Der Grundriss im Info-PDF ist keine schematische Übersicht — er zeigt exakt das, was auf den Schnitt-Bögen liegt. Was im Plan steht, kannst du eins zu eins beim Kleben nachvollziehen.
Das WYSIWYG-Prinzip (What You See Is What You Get)
„Der Grundriss zeigt immer genau das, was die Laserdatei hat.“ Wandenden im Plan sind auf dieselben Papp-Stirnflächen der Stoßpartner gesetzt wie in der Schnittdatei — kein Spalt, keine Überlappung. Kollineare Wandstücke gleicher Pappe erscheinen als ein verschmolzenes Band, genau wie sie auch als ein Teil geschnitten werden. Wenn du im Plan siehst, wie zwei Wände aufeinandertreffen, ist das exakt die Geometrie, die du beim Kleben vor dir hast.

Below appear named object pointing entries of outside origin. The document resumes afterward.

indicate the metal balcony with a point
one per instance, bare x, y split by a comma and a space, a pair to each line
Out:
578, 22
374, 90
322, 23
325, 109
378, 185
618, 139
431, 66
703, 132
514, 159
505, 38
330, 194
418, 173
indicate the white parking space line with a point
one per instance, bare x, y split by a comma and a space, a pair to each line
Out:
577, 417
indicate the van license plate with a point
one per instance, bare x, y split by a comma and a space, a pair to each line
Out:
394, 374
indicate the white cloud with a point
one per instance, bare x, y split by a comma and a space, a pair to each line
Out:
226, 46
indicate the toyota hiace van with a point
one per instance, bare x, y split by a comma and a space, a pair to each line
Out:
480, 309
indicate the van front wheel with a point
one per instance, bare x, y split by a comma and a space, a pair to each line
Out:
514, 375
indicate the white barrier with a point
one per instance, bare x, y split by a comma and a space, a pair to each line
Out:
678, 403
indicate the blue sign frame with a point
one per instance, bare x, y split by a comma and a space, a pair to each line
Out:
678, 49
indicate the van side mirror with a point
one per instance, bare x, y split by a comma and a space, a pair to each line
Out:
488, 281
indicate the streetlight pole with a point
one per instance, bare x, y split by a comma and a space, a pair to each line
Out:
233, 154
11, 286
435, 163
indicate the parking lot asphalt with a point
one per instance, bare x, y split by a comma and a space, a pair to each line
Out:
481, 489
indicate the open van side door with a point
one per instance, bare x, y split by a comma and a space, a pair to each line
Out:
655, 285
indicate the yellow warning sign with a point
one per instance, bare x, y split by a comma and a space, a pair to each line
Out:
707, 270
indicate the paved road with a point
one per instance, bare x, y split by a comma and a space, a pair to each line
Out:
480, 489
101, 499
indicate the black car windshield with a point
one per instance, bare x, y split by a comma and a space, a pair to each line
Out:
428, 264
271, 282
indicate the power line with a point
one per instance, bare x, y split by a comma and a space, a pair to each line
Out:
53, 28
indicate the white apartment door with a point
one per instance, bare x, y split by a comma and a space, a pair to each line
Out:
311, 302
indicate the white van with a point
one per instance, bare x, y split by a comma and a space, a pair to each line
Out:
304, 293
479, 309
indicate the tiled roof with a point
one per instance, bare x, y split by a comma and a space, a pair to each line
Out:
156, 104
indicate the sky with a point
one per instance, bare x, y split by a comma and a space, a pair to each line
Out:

Jedes Geschoss bekommt im Info-PDF zwei Plan-Seiten:
Teil 1: Bauteile
Zeigt jedes Bauteil als farbige Fläche mit seinem Label (z. B. AW-03, IW-12, ST-01) direkt eingezeichnet. Die Füllfarbe folgt einer festen Konvention:
| Kategorie | Farbe |
|---|---|
| AW (Außenwand) | Rot |
| TW (Trennwand) | Gelb |
| IW (Innenwand) | Grün |
| ST (Stütze) | Grau |
| FA (Fassade) | Hellblau |
| Decke | Grau |
Eine Legende am unteren Blattrand zeigt nur die Kategorien, die auf diesem Blatt tatsächlich vorkommen. Im Hybrid-Modus bekommen gedruckte (nicht gelaserte) Teile immer den grauen Stützen-Farbton plus einen eigenen Legendeneintrag „3D-Druck“ — auch hier gilt WYSIWYG: graue Fläche heißt „liegt nicht auf dem Bogen“.
Teil 2: Stöße + Maße
Dieselbe Geometrie, jetzt mit Maßketten (in echten Modell-Millimetern, nicht Papier-mm — du liest also reale Maße direkt vom Plan ab) sowie Stoß-Markern an jedem Knotenpunkt:
- E — Ecke: zwei Wände treffen sich nicht geradlinig (Knick/rechtwinklige Ecke).
- T — T-Stoß: eine Wand läuft durch, eine dritte stößt seitlich an.
- X — Kreuzung: vier oder mehr Wandarme treffen sich in einem Punkt.
Läuft eine Wand einfach gerade durch (keine echte Ecke, ~180°), setzt ArchiCut keinen Marker — nur echte Stoßsituationen werden markiert.
Fenster im Grundriss
Ein Fenster ist kein eigenes Bauteil — es ist ein Ausschnitt innerhalb eines Wandbands (AW/FA). Massive Wandstücke zeigt der Plan als volle Farbfläche mit durchgezogenem Rand, Fensteröffnungen als hellere Fläche mit gestricheltem Rand, genau an der Stelle, an der später beim Schneiden das Loch in der Pappe entsteht — auch das folgt dem WYSIWYG-Prinzip.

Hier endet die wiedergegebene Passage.